What’s ironic is that the male ego, which can be immensely fragile in our part of the world, not only endorses the idea that the entire male population comprises of bugs waiting to latch on to any glimpse of candy, it also vociferously endorses men being stamped as beasts for every ‘na-mehram’ woman.

Shouldn’t modern day masculinity – theories of gender superfluity notwithstanding – be determined by re-humanising of both sexes, with upholding gender equality – not sameness – as the bare minimum? Shouldn’t modern ‘manliness’ be determined by one’s dedication towards readjusting the millennia old gender imbalance to at least an eventual semblance of parity? Shouldn’t a modern day ‘macho man’ be a ‘radical’ feminist?

But we seem to be quite content in being insects, for it allows most of us to ‘own’ – and not earn – ‘our lollipop’, and rids us of responsibility for the ‘over-enthusiasm’ we manifest in attacking other candies.

If covering up was a guarantee against sexual violence 99.3 percent Egyptian women wouldn’t have reported to being sexually harassed according to a UN Women Report in 2013, or 58.6 out of every 100,000 Saudi women wouldn’t be sexually assaulted – this in a country where you need four male witnesses to the act of violence for it to count as rape.

And again, before we start peddling numbers from the West, let’s first acknowledge that sexual violence isn’t reported at large in the Muslim world, owing to a commonly held misconception over ‘honour’.

The prevalence of the ‘honour’ killings and acid victims in Pakistan can also be explained by the lollipop fallacy.

By reducing the woman to a tempting object, we reestablish her as a property owned by a man. The sweetness of the candy serves as the ‘honour’ of the man or family – and often clans, tribes and nations.

Once that sweetness is accessed by anyone not a stakeholder in the lollipop’s ownership, the candy evidently becomes ‘useless’ and can hence be thrown away, broken or in many cases distorted to ensure that no one else gets to ‘own’ it.

The lollipop fallacy also unravels why both men and women need feminism – a label even women fighting for female rights tend to avoid, owing to the overbearing baggage of misconceptions.

As is evident, patriarchy dehumanises all genders with men traditionally bestowed with a mélange of suprahuman and bestial characteristics and women perpetually objectified. We need to convey the simple reality that feminism does not exhibit a male-female dichotomy and rather divides the world into two different camps: those in favour of raising women rights and privileges at par with the level long enjoyed by men, and those against it.
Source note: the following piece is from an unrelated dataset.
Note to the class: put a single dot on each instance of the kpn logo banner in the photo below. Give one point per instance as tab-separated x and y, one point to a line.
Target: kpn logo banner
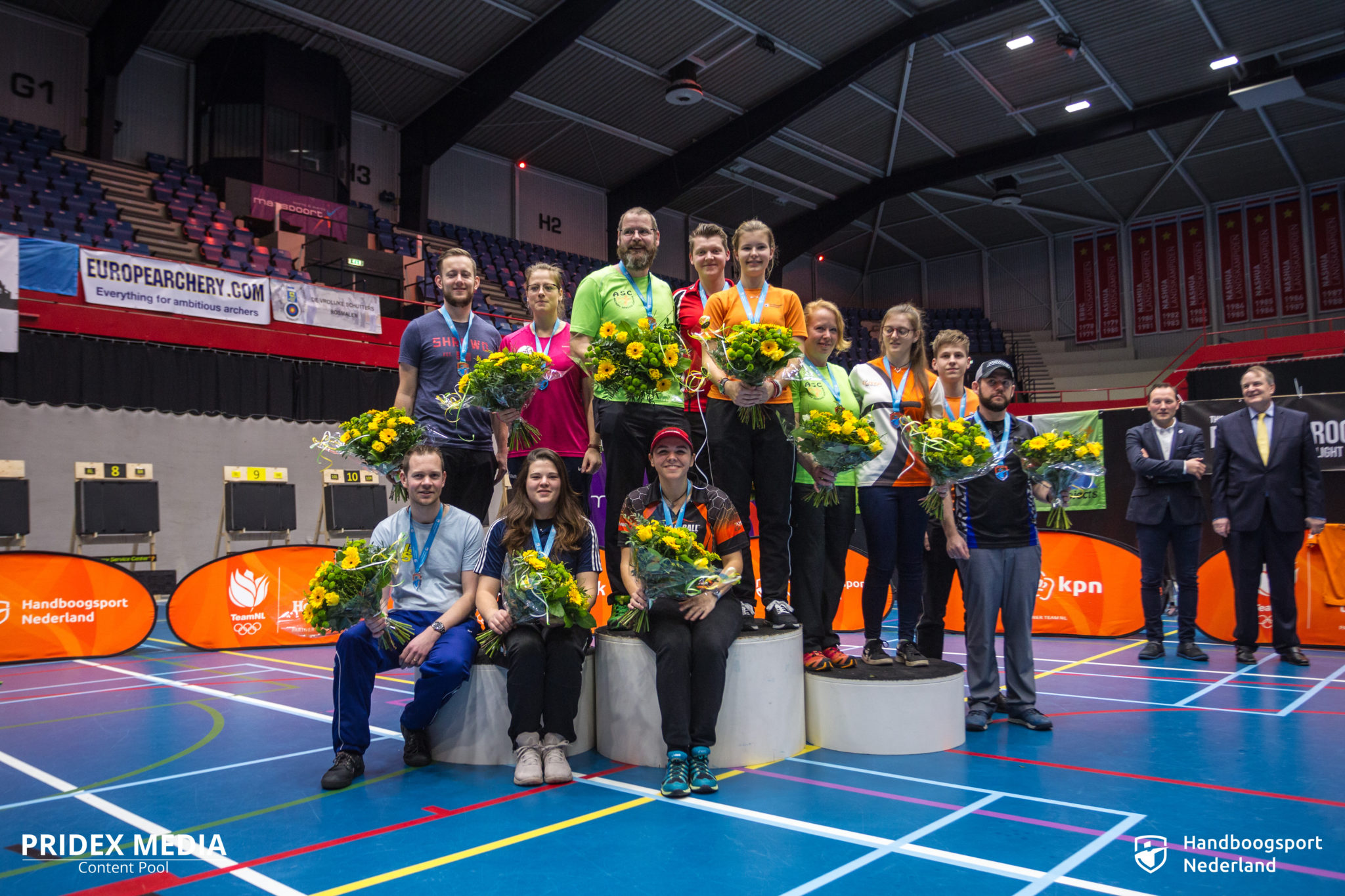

The use of the fem- prefix implies that out of the two conventional genders women are underprivileged and hence feminism focuses on their struggles. It does not in principle belittle any of the men’s gender based struggles, many of which – again – are a corollary of patriarchy and not an offshoot of feminism.

Even so, we need to understand that the Pakistani society is still reeling somewhere between the first and second waves of feminism, with many parts of the country still devoid of de facto women suffrage under the patently unconstitutional jirgas. And hence postmodern patriarchal deconstruction when thrust upon the average Pakistani, often adds to the inertial resistance vis-à-vis feminism.

While urban centres in Pakistan might have the technology that defines fourth-wave of feminism – its perceived demerits and merits notwithstanding – the average mind is oblivious of kyriarchal ideas and isn’t ready for a ‘radical’ dissection just yet. A glimpse of an untainted mirror would be a good start.

Right now our politics is dominated by debates on whether men should be allowed to beat their wives or not. Convincing men that they’re not insects would be progress as things stand. We have a lot of unlearning to do.